Tuesday, April 19, 2005

Pope Benedict XVI: The History Behind His Name

 
You can learn a great deal of a new pontiff's expectations for himself if you go back to see how his eponymous predecessor experienced the papacy in his particular day and age -- and especially how he responded to its challenges.

The last Benedict, XV, was pontiff from 1914-1922. During that time he worked mightily to turn the European powers away from war and toward reason. He did so to no avail. Here is his description of Europe in his first encyclical, Ad Beatissimi Apostolorum (1914):
    …On every side the dread phantom of war holds sway: there is scarce room for another thought in the minds of men. The combatants are the greatest and wealthiest nations of the earth; what wonder, then, if, well provided with the most awful weapons modern military science has devised, they strive to destroy one another with refinements of horror. There is no limit to the measure of ruin and of slaughter; day by day the earth is drenched with newly-shed blood, and is covered with the bodies of the wounded and of the slain. Who would imagine as we see them thus filled with hatred of one another, that they are all of one common stock, all of the same nature, all members of the same human society? Who would recognize brothers, whose Father is in Heaven? Yet, while with numberless troops the furious battle is engaged, the sad cohorts of war, sorrow and distress swoop down upon every city and every home; day by day the mighty number of widows and orphans increases, and with the interruption of communications, trade is at a standstill; agriculture is abandoned; the arts are reduced to inactivity; the wealthy are in difficulties; the poor are reduced to abject misery; all are in distress.
We all know too well that his words fell on deaf ears. Or rather, on paranoid ears: each of the combatant nations was convinced that Benedict XV was favoring one or another of them. So great was their suspicion that representatives from Rome were excluded from the 'peace' talks in 1919.

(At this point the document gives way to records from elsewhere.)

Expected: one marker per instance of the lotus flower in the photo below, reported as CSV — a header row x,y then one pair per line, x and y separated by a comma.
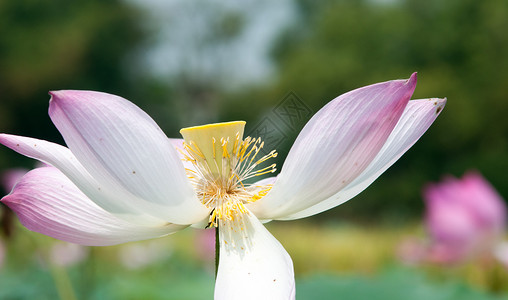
x,y
464,217
121,179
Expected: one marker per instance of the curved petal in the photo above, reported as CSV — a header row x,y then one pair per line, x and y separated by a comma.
x,y
415,120
180,150
252,263
114,200
335,147
49,203
121,146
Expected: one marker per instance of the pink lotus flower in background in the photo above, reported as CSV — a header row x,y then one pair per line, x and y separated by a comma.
x,y
121,179
464,217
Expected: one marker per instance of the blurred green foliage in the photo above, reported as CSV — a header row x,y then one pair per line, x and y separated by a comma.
x,y
51,45
458,48
351,267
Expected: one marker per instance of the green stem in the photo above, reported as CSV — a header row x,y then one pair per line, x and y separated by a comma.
x,y
217,250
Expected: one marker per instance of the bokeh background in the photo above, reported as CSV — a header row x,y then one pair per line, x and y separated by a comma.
x,y
195,62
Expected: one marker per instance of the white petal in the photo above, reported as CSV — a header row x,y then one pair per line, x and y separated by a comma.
x,y
335,146
48,202
252,263
114,200
416,119
121,146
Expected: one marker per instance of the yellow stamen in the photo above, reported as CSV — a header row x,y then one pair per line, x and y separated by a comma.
x,y
222,162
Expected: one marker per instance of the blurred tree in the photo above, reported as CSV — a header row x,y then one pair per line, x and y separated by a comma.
x,y
48,45
458,48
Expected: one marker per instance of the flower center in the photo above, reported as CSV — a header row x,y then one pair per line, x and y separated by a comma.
x,y
221,163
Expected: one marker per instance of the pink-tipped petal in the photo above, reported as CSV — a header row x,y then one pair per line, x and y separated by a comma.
x,y
46,201
335,147
415,120
112,199
121,146
252,263
10,177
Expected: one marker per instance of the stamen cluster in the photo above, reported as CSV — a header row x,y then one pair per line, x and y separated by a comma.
x,y
221,187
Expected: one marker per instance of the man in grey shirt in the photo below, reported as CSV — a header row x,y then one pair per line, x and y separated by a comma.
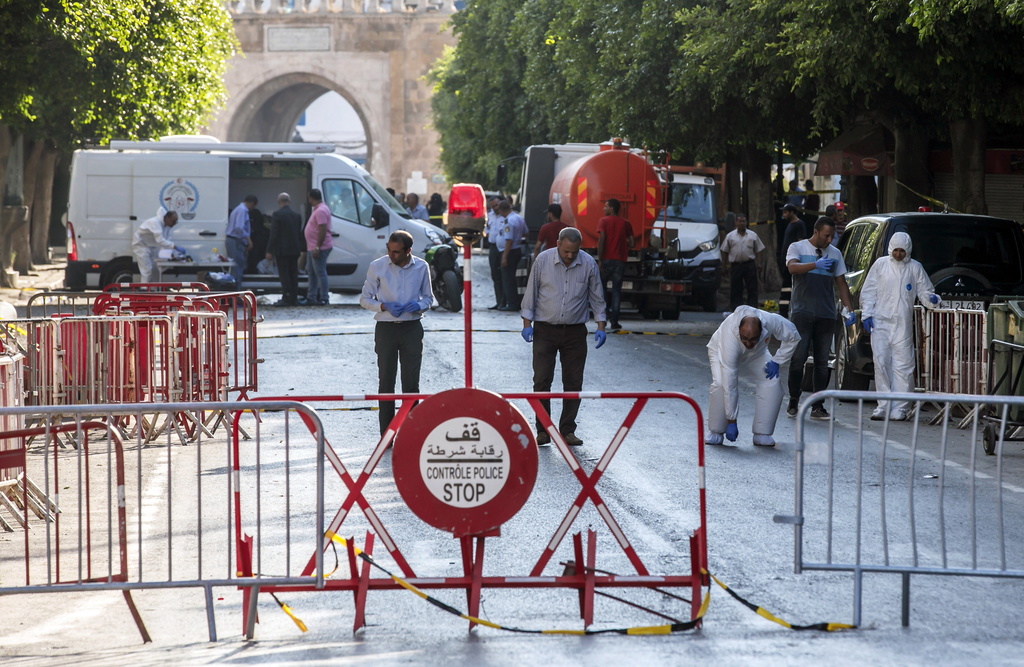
x,y
397,290
564,286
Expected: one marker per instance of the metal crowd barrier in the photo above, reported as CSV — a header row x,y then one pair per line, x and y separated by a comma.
x,y
952,350
112,514
905,498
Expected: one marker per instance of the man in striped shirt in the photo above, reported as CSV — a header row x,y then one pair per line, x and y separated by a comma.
x,y
563,288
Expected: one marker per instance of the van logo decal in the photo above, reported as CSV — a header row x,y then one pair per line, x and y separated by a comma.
x,y
181,197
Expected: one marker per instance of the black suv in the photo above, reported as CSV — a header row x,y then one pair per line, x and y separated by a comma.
x,y
970,259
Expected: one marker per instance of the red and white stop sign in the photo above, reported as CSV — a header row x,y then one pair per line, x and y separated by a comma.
x,y
465,461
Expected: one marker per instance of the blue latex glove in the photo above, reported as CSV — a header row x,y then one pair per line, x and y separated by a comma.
x,y
824,263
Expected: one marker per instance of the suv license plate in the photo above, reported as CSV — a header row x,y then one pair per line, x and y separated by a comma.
x,y
961,304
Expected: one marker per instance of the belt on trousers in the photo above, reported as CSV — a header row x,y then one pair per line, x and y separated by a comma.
x,y
561,326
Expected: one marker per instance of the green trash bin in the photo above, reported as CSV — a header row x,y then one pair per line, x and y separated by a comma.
x,y
1006,323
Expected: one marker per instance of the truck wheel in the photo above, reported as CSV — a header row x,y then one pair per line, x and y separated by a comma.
x,y
453,291
121,271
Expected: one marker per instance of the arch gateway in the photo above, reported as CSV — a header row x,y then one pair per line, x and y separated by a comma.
x,y
375,53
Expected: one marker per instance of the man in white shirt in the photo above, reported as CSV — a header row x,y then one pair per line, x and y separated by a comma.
x,y
397,290
740,248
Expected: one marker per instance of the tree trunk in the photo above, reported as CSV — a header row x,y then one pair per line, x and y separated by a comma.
x,y
6,141
911,167
969,137
39,228
19,235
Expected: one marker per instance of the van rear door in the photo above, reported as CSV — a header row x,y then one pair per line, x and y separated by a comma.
x,y
356,242
195,186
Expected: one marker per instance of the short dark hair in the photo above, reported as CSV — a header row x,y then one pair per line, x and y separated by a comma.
x,y
824,222
402,237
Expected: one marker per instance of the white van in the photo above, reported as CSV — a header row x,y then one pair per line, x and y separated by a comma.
x,y
114,191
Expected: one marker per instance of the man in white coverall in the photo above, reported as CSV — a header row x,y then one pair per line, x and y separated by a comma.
x,y
887,299
740,344
152,237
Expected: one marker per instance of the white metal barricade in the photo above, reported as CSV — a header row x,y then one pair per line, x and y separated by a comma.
x,y
906,498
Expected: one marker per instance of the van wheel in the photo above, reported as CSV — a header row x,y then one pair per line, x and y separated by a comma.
x,y
121,271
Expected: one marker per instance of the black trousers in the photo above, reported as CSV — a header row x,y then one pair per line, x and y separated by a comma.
x,y
742,275
509,283
288,272
815,334
569,344
495,260
397,342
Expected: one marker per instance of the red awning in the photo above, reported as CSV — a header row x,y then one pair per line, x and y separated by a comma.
x,y
860,152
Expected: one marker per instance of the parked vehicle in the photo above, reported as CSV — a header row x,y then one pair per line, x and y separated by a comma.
x,y
970,259
114,191
676,260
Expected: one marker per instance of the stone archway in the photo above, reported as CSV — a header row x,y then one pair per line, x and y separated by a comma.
x,y
269,111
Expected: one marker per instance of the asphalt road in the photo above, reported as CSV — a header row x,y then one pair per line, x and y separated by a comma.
x,y
649,488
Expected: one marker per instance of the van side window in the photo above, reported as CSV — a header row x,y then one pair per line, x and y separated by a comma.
x,y
348,200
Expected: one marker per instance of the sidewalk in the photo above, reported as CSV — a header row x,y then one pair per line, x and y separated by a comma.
x,y
43,278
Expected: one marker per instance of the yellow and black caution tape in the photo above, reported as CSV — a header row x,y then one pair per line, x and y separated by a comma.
x,y
827,627
621,332
288,610
942,205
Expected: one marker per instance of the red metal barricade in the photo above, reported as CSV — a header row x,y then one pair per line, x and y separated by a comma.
x,y
583,574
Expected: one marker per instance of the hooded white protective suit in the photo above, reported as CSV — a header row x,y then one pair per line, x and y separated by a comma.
x,y
728,357
151,237
887,297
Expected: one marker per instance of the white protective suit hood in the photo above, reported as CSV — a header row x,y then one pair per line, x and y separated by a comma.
x,y
902,241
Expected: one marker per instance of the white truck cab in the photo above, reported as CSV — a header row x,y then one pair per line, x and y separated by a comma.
x,y
113,191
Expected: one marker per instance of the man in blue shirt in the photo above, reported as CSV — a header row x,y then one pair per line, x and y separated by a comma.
x,y
397,290
238,237
817,268
512,230
564,286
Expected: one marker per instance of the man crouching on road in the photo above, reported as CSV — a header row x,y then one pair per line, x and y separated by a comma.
x,y
741,344
397,289
564,286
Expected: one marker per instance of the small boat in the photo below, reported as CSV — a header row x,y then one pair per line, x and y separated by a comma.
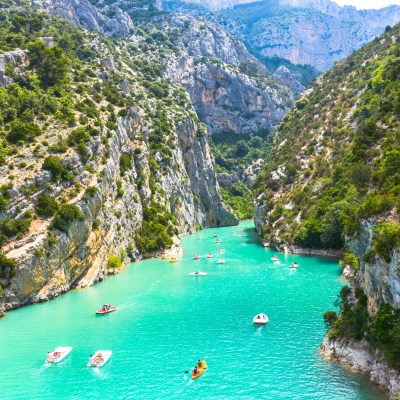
x,y
58,354
99,358
106,309
199,370
260,319
198,273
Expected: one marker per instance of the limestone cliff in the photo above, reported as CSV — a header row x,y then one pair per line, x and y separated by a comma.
x,y
125,151
314,32
79,258
331,182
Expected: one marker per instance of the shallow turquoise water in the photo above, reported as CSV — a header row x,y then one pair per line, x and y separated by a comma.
x,y
167,320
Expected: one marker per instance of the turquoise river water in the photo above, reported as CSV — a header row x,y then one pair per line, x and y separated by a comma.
x,y
167,320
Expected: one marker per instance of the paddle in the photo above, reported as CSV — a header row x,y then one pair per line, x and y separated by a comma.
x,y
186,372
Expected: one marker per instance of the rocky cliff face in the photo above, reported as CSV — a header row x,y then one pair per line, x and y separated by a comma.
x,y
313,32
324,188
155,156
108,20
79,258
211,67
379,279
321,35
360,358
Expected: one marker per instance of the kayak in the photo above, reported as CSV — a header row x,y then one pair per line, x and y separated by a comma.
x,y
58,354
260,319
99,358
106,310
198,273
200,370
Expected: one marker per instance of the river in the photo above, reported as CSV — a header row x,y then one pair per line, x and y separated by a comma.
x,y
167,320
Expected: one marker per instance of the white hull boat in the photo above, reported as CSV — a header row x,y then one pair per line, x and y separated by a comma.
x,y
99,358
58,354
260,319
198,273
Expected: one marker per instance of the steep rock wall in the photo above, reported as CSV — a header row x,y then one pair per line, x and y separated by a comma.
x,y
79,257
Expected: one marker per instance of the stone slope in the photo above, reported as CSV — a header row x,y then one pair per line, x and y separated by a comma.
x,y
331,183
312,32
145,168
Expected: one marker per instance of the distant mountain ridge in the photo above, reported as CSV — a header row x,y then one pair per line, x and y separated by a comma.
x,y
313,32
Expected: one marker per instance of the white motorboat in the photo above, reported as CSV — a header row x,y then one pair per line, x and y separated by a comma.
x,y
58,354
260,319
99,358
198,273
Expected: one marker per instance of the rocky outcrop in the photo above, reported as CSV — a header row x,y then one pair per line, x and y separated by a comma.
x,y
225,99
79,256
108,20
285,77
379,279
359,357
217,4
17,59
317,32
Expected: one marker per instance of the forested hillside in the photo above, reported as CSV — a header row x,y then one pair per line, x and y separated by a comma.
x,y
332,181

Benedict's words were both true and prophetic. France alone would go on to lose six out of ten of the cohort of young men between the ages of 18 and 28, either through death or maiming. A country cannot lose its manhood without becoming a distortion of itself. One has only to look to France today to see the shadows of that Great War even now darkening her public face.

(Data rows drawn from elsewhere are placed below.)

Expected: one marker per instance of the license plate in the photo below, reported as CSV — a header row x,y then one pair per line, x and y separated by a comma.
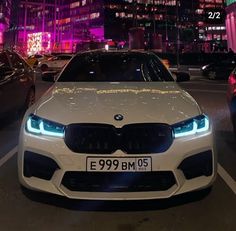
x,y
120,164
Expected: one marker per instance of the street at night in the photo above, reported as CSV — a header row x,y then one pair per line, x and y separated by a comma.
x,y
118,115
214,211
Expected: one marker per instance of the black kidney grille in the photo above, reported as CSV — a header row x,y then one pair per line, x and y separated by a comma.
x,y
118,181
106,139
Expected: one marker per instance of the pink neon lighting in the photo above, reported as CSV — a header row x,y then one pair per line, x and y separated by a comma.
x,y
38,43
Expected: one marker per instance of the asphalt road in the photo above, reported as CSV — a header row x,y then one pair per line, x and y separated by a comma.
x,y
21,210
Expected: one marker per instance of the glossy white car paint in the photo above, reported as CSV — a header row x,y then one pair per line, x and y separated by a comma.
x,y
143,102
55,63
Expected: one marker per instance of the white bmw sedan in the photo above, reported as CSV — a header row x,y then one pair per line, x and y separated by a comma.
x,y
116,126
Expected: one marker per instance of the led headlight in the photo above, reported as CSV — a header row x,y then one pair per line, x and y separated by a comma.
x,y
191,127
39,126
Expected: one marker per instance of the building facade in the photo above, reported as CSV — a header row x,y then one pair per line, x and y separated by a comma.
x,y
5,13
71,25
231,24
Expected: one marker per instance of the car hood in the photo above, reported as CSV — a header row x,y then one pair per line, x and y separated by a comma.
x,y
140,102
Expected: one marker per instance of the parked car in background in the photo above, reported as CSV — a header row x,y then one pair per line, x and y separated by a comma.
x,y
231,97
55,63
220,69
34,60
116,126
17,83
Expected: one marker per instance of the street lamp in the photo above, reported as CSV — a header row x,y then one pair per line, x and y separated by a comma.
x,y
178,34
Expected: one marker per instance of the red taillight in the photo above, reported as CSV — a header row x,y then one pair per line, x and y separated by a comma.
x,y
232,79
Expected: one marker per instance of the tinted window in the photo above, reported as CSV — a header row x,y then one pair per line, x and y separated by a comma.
x,y
64,57
4,60
115,67
16,61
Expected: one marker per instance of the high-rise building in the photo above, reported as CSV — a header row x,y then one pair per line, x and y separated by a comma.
x,y
63,25
231,24
5,13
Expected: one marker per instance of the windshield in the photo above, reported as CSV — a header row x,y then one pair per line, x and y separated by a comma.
x,y
115,67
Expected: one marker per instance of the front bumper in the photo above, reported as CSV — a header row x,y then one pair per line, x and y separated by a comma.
x,y
188,165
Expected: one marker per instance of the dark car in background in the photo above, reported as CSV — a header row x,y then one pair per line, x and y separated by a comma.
x,y
231,97
220,69
17,83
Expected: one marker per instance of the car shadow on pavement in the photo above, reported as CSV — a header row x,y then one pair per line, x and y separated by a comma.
x,y
115,206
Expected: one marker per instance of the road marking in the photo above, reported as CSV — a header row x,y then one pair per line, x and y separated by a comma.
x,y
8,156
206,91
221,171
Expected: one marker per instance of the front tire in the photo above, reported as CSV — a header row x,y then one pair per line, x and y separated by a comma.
x,y
44,67
212,75
30,100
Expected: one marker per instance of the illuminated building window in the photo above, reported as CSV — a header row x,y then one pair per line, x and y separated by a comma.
x,y
94,15
83,2
38,43
75,4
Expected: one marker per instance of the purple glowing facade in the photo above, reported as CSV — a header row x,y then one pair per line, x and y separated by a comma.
x,y
231,25
73,24
5,12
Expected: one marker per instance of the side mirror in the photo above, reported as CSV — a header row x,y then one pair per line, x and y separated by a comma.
x,y
49,76
182,76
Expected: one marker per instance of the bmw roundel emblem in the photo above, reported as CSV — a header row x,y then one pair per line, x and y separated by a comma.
x,y
118,117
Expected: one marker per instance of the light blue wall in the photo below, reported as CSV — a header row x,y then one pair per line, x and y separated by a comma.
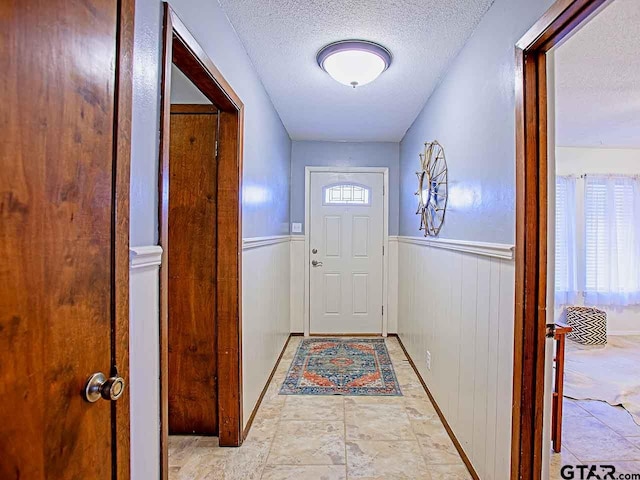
x,y
343,154
267,147
472,114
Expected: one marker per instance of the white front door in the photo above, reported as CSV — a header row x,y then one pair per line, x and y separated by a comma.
x,y
346,233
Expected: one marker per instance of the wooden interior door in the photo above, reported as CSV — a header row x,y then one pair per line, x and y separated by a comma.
x,y
191,254
60,310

Ratzinger is nothing if not a historian. He knew the world from which Benedict XV came; he knows the failure he experienced in attempting to turn nations from war. He knows the price Europe paid for its intransigence.

Ratzinger may also be the first Pontiff to have his own fan club in existence long before his ascension to the seat of the See of Rome. There is much speculation that Ratzinger was the 'secret' written on his predecessor's heart. And the gathered cardinals no doubt knew that; thus the brief conclave.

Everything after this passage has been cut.